An all important none book related question now. You lived in London for a while so I have to ask – were you here long enough to form an opinion on whether a Jaffa Cake is actually a biscuit or a cake?
It’s definitely a thing that does not work. Who ever thought of mixing chocolate and orange? They just do not go together. Now, a peanut butter and jelly biscuit, that would be something awesome.
And finally, as a very successful writer, do you have any advice for fledgling authors out there that you can share with us today?
I guess the best advice I can give is – Trust your gut. Forget about rules, or creative writing classes, or anything. Just tell the story in the way that YOU think it should be told – remember, it’s your story. Create your characters the way YOU think they should be. Make them act in the way you think they should act. Tell your story in the same way that you would like a story to be told to you. Seriously, TRUST YOUR GUT. When you finish it, read it back. If YOU think the story excites you, then chances are, it will excite others as well. That’s exactly what I did. I had no experience. I had never even written a short story before. I never took a single creative writing class. I simply sat down one day and started writing The Crucifix Killer.
About The Caller
After a tough week, Tanya Kaitlin is looking forward to a relaxing night in, but as she steps out of her shower, she hears her phone ring. The video call request comes from her best friend, Karen Ward. Tanya takes the call and the nightmare begins.
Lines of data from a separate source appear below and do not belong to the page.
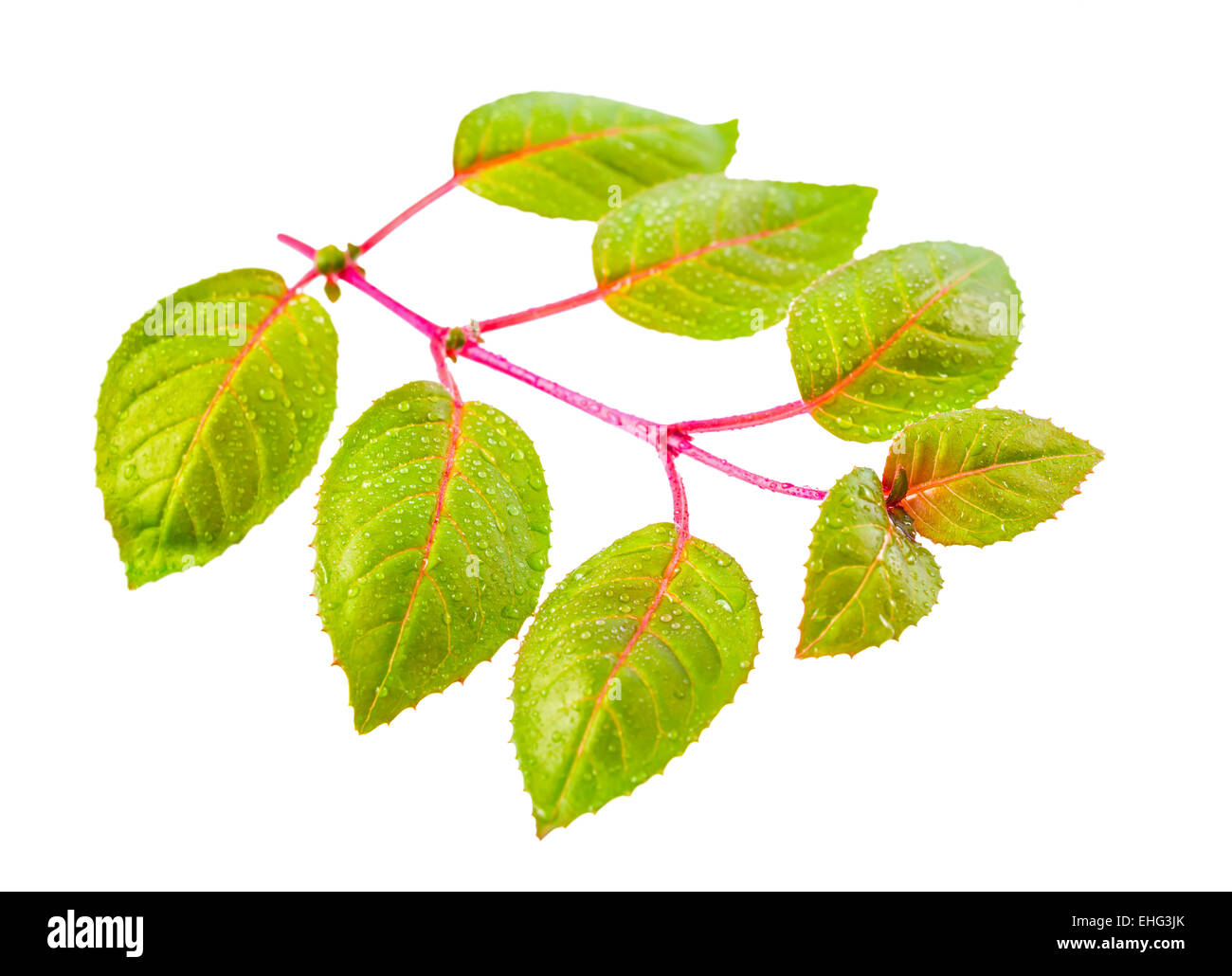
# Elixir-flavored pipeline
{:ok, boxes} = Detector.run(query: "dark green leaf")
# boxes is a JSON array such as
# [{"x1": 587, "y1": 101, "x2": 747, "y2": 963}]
[
  {"x1": 453, "y1": 91, "x2": 736, "y2": 221},
  {"x1": 316, "y1": 382, "x2": 549, "y2": 732},
  {"x1": 592, "y1": 176, "x2": 878, "y2": 339},
  {"x1": 514, "y1": 524, "x2": 761, "y2": 837},
  {"x1": 788, "y1": 242, "x2": 1022, "y2": 442},
  {"x1": 95, "y1": 269, "x2": 337, "y2": 587},
  {"x1": 884, "y1": 410, "x2": 1104, "y2": 546},
  {"x1": 796, "y1": 468, "x2": 941, "y2": 657}
]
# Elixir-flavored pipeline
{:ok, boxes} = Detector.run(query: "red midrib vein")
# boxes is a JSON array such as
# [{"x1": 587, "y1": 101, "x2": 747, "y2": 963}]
[
  {"x1": 801, "y1": 257, "x2": 993, "y2": 413},
  {"x1": 360, "y1": 403, "x2": 463, "y2": 732},
  {"x1": 154, "y1": 281, "x2": 307, "y2": 556},
  {"x1": 453, "y1": 122, "x2": 674, "y2": 182},
  {"x1": 796, "y1": 526, "x2": 895, "y2": 658},
  {"x1": 595, "y1": 219, "x2": 804, "y2": 295},
  {"x1": 549, "y1": 529, "x2": 690, "y2": 821},
  {"x1": 899, "y1": 451, "x2": 1096, "y2": 504}
]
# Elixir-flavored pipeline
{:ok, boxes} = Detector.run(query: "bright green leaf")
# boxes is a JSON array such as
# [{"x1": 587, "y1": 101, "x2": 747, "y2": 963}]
[
  {"x1": 796, "y1": 468, "x2": 941, "y2": 657},
  {"x1": 514, "y1": 524, "x2": 761, "y2": 837},
  {"x1": 95, "y1": 269, "x2": 337, "y2": 587},
  {"x1": 788, "y1": 242, "x2": 1022, "y2": 442},
  {"x1": 883, "y1": 410, "x2": 1104, "y2": 546},
  {"x1": 316, "y1": 382, "x2": 549, "y2": 733},
  {"x1": 592, "y1": 176, "x2": 878, "y2": 339},
  {"x1": 453, "y1": 91, "x2": 736, "y2": 221}
]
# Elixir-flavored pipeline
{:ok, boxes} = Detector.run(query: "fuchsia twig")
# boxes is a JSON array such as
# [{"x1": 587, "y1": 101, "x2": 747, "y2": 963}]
[
  {"x1": 476, "y1": 287, "x2": 611, "y2": 332},
  {"x1": 672, "y1": 427, "x2": 825, "y2": 501},
  {"x1": 660, "y1": 436, "x2": 689, "y2": 534},
  {"x1": 360, "y1": 172, "x2": 462, "y2": 254},
  {"x1": 673, "y1": 401, "x2": 813, "y2": 434},
  {"x1": 337, "y1": 265, "x2": 448, "y2": 343},
  {"x1": 459, "y1": 344, "x2": 664, "y2": 443},
  {"x1": 279, "y1": 230, "x2": 825, "y2": 510}
]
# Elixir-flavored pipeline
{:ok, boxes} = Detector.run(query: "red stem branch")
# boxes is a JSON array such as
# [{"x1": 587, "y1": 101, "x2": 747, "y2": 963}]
[
  {"x1": 360, "y1": 172, "x2": 462, "y2": 254},
  {"x1": 279, "y1": 234, "x2": 825, "y2": 502}
]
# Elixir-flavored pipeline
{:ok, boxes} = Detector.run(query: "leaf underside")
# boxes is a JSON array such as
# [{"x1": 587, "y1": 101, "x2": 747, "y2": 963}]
[
  {"x1": 882, "y1": 409, "x2": 1104, "y2": 546},
  {"x1": 453, "y1": 91, "x2": 736, "y2": 221},
  {"x1": 788, "y1": 242, "x2": 1020, "y2": 442},
  {"x1": 796, "y1": 468, "x2": 941, "y2": 657},
  {"x1": 591, "y1": 175, "x2": 878, "y2": 339},
  {"x1": 513, "y1": 524, "x2": 761, "y2": 837},
  {"x1": 95, "y1": 269, "x2": 337, "y2": 587},
  {"x1": 315, "y1": 382, "x2": 550, "y2": 733}
]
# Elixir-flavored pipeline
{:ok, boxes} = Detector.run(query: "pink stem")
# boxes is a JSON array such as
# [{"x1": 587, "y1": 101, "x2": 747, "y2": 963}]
[
  {"x1": 672, "y1": 401, "x2": 813, "y2": 434},
  {"x1": 279, "y1": 234, "x2": 825, "y2": 502},
  {"x1": 339, "y1": 266, "x2": 448, "y2": 343},
  {"x1": 476, "y1": 287, "x2": 611, "y2": 332},
  {"x1": 669, "y1": 435, "x2": 825, "y2": 501},
  {"x1": 459, "y1": 344, "x2": 664, "y2": 443},
  {"x1": 660, "y1": 438, "x2": 689, "y2": 534},
  {"x1": 360, "y1": 172, "x2": 462, "y2": 254},
  {"x1": 431, "y1": 341, "x2": 462, "y2": 406},
  {"x1": 279, "y1": 234, "x2": 317, "y2": 262}
]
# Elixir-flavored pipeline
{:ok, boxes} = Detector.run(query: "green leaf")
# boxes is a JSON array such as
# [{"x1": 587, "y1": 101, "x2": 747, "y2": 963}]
[
  {"x1": 453, "y1": 91, "x2": 736, "y2": 221},
  {"x1": 788, "y1": 242, "x2": 1020, "y2": 442},
  {"x1": 592, "y1": 176, "x2": 878, "y2": 339},
  {"x1": 513, "y1": 524, "x2": 761, "y2": 837},
  {"x1": 95, "y1": 269, "x2": 337, "y2": 587},
  {"x1": 315, "y1": 382, "x2": 550, "y2": 733},
  {"x1": 884, "y1": 410, "x2": 1104, "y2": 546},
  {"x1": 796, "y1": 468, "x2": 941, "y2": 657}
]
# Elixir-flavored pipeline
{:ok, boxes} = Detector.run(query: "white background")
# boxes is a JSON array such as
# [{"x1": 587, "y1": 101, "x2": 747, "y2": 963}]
[{"x1": 0, "y1": 0, "x2": 1232, "y2": 889}]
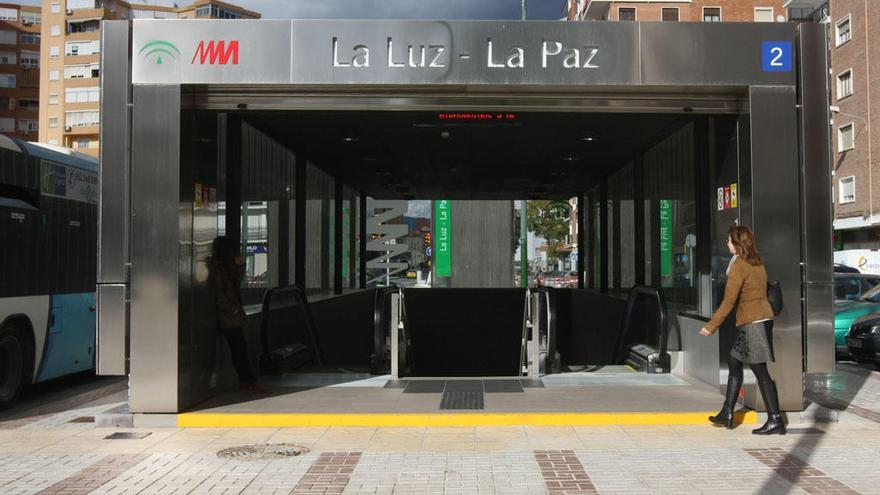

Karen is gagged and bound to a chair in her own living room. If Tanya disconnects from the call, if she looks away from the camera, he will come after her next, the deep, raspy, demonic voice at the other end of the line promises her.
As Detectives Robert Hunter and Carlos Garcia investigate the threats, they are thrown into a rollercoaster of evil, chasing a predator who scouts the streets and social media networks for victims, taunting them with secret messages and feeding on their fear.
Thank you so much Chris for taking the time out to answer my questions, even if you do have a strange taste in biscuits. Happy paperback publication day to you. I’m really looking forward to getting stuck into The Caller. You can order a copy of the book for yourselves at the following links:
About Chris Carter
I was born in Brasilia, Brazil where I spent my childhood and teenage years. After graduating from high school, I moved to the USA where I studied psychology with specialization in criminal behaviour. During my University years I held a variety of odd jobs, ranging from flipping burgers to being part of an all male exotic dancing group.
I worked as a criminal psychologist for several years before moving to Los Angeles, where I swapped the suits and briefcases for ripped jeans, bandanas and an electric guitar. After a spell playing for several well known glam rock bands, I decided to try my luck in London, where I was fortunate enough to have played for a number of famous artists. I toured the world several times as a professional musician.
A few years ago I gave it all up to become a full time writer.